= Mayers Murray & Phillip =

Mayers, Murray & Phillip was an architecture firm in New York City and the successor firm to Goodhue Associates, after Bertram Goodhue's unexpected death in 1924. The principals were Francis L.S. Mayers, Oscar Harold Murray, and Hardie Phillip.

==Overview==
For the first few years after Goodhue's death, the firm was focused on executing Goodhue's unfinished projects and designs, which included eleven buildings on the Caltech campus alone. Buildings credited to the firm reflect Goodhue's characteristic massing and incorporation of ornament by longtime collaborators. Of the three architects, Hardie Phillip is solely credited with completing the Honolulu Museum of Art.

For the 1929 Church of the Heavenly Rest at 90th Street and Fifth Avenue in New York City, the firm completed a steel-frame, simplified Neo-Gothic limestone structure on land sold by the Carnegie family. The church features integrated architectural sculpture by Lee Lawrie in the form of Moses and John the Baptist emerging from the stonework, although most of the sculptural program was never executed.

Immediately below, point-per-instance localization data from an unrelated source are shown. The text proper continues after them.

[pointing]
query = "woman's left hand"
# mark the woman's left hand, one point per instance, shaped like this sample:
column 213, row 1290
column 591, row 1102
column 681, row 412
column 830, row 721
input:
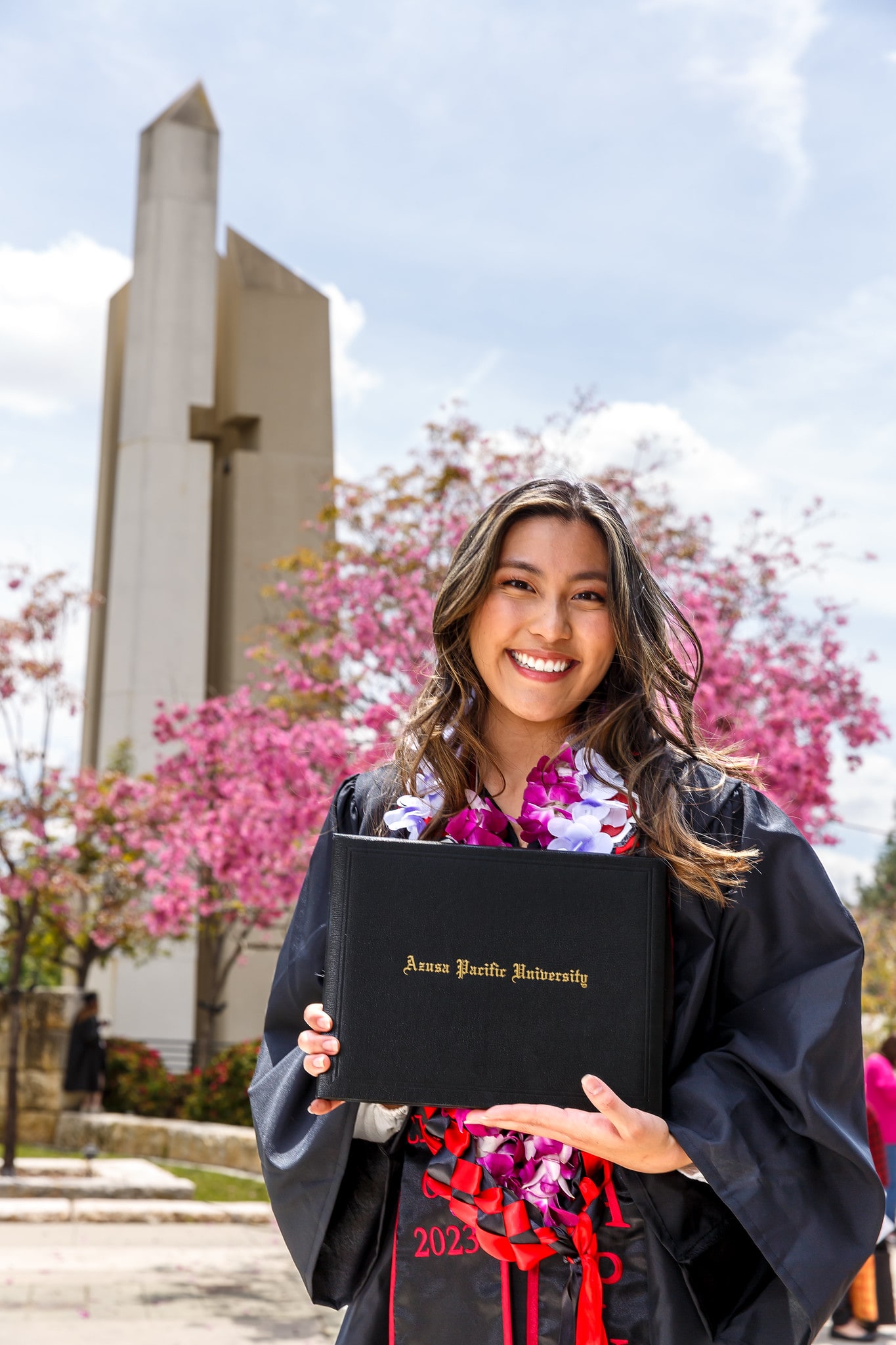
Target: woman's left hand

The design of the 1931 Oriental Institute on the grounds of the University of Chicago partly reflects the Egyptian Revival craze of the 1920s on a particularly appropriate building. A bas-relief above the door by sculptor Ulric Ellerhusen and designed by Institute director James Henry Breasted, depicts various symbolic icons and hieroglyphics, figures including Herodotus and Julius Caesar, and includes an image of Goodhue's Nebraska State Capitol. Goodhue's own Rockefeller Chapel is nearby.

U.S. Secretary of the Interior Harold Ickes later hired the firm to design the Navajo Nation Council Chamber, the reservation's center of government, in Window Rock, Arizona. The 1935 building combines indigenous materials with Navajo architectural heritage. It remains in use and is a National Historic Landmark.

For the 1939 World's Fair, Mayers, Murray & Phillip designed the Medicine and Public Health Building with interior murals by Hildreth Meiere, and three large allegorical sculptures to represent American virtues: Humility (the Devil and Texan folklore figure Strap Buckner), Efficiency (Paul Bunyan), and Benevolence (Johnny Appleseed).

A surviving portion of Mayers, Murray & Phillip's archive, including architectural drawings and photographs, is held by the Avery Architectural and Fine Arts Library at Columbia University.